2 million NYC crash reports analyzed with machine learning reveal the exact hour and conditions when New York's roads become most dangerous.
From 2012 to 2023, NYC recorded over 2 million motor vehicle collisions. The data reveals clear temporal patterns, contributing factors, and injury severity trends.
Four regression models trained on 452,283 records to predict total casualties (injured + killed). Random Forest achieved the best performance, though low R² suggests casualties are largely unpredictable from basic crash features.
K-Means clustering (K=4) on crash characteristics reveals distinct collision profiles.
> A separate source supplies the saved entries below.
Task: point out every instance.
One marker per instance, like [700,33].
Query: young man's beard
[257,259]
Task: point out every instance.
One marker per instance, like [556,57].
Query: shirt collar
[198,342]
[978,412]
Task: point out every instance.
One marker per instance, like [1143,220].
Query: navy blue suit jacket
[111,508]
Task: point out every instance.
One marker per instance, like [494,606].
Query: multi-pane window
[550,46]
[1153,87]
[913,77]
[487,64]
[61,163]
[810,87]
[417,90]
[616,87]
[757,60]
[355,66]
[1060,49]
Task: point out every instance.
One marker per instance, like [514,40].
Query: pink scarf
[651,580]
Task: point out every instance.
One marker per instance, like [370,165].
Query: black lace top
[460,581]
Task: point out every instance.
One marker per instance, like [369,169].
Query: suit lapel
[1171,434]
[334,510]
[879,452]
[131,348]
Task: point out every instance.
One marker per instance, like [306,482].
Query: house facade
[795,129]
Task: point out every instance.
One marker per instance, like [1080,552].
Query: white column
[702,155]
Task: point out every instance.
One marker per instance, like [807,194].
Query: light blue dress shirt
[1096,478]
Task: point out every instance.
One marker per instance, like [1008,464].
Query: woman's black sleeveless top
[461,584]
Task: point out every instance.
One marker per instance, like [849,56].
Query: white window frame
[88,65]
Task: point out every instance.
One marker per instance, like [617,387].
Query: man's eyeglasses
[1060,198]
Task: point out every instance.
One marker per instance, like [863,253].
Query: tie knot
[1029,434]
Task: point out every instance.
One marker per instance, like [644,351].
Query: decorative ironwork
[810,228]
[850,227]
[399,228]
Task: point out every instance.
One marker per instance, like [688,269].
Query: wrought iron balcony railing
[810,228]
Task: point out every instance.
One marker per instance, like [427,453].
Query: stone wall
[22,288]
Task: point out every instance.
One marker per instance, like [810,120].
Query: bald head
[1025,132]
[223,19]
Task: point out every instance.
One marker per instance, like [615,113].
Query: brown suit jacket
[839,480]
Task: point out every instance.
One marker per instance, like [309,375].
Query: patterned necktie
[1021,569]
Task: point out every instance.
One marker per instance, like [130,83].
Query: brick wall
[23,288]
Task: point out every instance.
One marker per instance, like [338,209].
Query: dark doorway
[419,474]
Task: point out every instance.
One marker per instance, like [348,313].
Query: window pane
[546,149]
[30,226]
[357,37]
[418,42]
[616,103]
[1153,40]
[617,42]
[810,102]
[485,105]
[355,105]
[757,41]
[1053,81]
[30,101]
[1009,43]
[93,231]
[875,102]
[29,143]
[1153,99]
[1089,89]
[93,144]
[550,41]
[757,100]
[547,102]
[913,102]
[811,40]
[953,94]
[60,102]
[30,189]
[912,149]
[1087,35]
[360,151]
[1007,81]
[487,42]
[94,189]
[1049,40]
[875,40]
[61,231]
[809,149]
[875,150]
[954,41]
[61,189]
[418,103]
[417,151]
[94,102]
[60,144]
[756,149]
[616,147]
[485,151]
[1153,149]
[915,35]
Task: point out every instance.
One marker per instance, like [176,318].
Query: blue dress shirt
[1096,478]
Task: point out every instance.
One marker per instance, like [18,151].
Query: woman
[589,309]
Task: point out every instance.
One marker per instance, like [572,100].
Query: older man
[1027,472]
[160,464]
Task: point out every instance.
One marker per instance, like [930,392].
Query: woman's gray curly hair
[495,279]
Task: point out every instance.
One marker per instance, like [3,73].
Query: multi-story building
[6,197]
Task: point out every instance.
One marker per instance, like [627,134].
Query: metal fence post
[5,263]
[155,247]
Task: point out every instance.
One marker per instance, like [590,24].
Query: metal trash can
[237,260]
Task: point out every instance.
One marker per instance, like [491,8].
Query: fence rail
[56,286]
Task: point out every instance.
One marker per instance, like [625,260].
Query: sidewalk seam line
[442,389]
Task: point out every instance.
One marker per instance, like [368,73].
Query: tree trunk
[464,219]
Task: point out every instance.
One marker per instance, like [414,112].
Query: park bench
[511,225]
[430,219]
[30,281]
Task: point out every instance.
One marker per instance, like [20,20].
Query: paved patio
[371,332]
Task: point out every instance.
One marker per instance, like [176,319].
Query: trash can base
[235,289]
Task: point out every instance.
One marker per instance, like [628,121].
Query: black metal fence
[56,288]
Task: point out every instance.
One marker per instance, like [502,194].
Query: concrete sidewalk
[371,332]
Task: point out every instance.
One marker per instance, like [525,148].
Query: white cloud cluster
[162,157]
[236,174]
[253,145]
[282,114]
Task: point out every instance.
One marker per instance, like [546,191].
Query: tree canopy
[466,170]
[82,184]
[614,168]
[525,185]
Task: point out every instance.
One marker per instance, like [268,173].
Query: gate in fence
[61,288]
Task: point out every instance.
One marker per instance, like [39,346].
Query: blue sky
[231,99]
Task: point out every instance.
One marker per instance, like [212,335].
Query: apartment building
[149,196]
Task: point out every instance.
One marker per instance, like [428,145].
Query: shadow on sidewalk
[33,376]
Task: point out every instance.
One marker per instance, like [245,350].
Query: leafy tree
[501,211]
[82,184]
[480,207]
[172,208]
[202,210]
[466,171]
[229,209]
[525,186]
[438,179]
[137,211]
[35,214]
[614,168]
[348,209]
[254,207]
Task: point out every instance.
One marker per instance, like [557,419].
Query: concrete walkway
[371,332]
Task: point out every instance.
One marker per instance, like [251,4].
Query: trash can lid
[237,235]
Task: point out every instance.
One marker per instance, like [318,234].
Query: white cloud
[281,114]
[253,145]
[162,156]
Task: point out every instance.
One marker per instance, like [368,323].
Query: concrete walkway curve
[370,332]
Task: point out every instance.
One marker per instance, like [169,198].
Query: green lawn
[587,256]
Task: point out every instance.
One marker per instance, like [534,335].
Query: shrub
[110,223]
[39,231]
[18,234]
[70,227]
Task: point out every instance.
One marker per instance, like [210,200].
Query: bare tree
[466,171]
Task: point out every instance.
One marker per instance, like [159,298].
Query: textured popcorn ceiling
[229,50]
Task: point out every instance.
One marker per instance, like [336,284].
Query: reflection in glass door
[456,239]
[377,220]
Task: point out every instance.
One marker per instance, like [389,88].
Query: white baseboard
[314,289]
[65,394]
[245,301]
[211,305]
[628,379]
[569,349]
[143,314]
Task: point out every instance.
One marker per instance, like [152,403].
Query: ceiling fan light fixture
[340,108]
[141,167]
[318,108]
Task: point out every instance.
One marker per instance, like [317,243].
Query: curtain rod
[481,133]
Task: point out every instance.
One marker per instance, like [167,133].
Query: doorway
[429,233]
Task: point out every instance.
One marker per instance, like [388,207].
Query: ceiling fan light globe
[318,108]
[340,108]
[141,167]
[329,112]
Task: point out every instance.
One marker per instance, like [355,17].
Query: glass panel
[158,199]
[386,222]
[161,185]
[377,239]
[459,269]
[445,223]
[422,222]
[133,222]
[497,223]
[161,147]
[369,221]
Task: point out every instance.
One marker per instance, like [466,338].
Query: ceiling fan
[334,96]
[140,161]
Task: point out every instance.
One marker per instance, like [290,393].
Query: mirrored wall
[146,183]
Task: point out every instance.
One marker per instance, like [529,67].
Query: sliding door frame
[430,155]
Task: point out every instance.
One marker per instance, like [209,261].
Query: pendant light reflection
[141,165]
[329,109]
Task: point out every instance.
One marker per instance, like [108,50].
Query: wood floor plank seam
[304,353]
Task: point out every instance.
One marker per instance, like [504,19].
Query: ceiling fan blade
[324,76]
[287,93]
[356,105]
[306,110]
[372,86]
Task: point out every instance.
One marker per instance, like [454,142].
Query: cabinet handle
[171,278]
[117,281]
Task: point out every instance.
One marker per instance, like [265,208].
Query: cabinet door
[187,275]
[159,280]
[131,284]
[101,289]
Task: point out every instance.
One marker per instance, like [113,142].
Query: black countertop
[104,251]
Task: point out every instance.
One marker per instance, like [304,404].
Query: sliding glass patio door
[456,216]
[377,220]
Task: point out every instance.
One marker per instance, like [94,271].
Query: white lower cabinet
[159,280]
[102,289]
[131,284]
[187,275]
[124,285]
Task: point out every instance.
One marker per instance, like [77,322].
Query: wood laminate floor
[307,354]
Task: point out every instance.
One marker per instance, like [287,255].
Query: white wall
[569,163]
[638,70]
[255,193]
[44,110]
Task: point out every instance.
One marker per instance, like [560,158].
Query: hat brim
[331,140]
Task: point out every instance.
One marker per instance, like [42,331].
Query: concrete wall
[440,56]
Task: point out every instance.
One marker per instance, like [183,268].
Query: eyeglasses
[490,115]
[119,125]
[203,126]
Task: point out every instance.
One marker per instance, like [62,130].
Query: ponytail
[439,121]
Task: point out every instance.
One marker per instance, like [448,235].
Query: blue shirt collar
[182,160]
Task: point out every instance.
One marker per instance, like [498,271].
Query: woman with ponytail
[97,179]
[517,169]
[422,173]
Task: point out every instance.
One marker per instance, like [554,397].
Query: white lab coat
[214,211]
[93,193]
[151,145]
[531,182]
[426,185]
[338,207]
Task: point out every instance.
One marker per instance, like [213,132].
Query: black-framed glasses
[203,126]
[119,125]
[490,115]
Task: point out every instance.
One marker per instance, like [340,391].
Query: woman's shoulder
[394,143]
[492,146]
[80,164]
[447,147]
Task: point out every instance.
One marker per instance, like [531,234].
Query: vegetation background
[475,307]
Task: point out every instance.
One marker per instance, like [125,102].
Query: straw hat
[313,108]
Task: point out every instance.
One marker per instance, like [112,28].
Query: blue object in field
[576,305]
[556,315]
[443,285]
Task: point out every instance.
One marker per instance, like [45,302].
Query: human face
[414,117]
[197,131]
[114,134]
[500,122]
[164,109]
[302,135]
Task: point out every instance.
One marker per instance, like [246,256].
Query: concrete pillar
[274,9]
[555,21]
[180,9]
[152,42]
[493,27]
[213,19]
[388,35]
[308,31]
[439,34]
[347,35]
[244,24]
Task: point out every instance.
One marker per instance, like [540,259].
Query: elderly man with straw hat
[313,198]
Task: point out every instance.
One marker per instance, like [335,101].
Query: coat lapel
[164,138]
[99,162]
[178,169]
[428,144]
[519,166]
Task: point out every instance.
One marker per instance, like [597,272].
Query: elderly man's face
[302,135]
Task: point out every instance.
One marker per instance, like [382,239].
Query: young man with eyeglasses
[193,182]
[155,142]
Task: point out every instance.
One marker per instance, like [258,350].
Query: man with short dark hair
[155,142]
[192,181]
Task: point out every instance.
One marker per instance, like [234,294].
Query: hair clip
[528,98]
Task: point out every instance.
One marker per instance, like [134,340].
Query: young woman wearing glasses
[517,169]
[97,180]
PCA explains 52% of variance in 2 dimensions.
A complete supervised and unsupervised learning pipeline built for Georgia Tech's regression analysis curriculum.
Downloaded 2,018,963 NYC crash records (2012–2023) from NYC Open Data via Kaggle. Removed records with missing critical fields (location, time, casualties). Standardized vehicle types and contributing factors. Final clean dataset: 452,283 records.
Created target variable TOTAL_CASUALTIES = injured + killed. Label encoded categorical features: vehicle type, contributing factor, borough. Extracted temporal features: hour, day of week, month. Selected 8 predictive features.
Trained Linear Regression, Ridge (CV α selection), and Lasso (CV α selection) on 361,826 training samples. Evaluated with RMSE and R². Random Forest provided feature importance rankings. Best model R² = 0.0296 (casualties largely unpredictable).
StandardScaler normalization on 6 clustering features (hour, day, borough, vehicle type, factor, casualties). Elbow curve analysis confirmed K=4 as optimal. PCA reduced to 2 dimensions for visualization (52% variance explained). Cluster profiles interpreted manually.
Analysis run on Mac (Apple Silicon) with Python 3.9 venv. Data downloaded via Kaggle API. Python data science stack in Jupyter-style workflow. Website built in pure HTML/CSS/JS.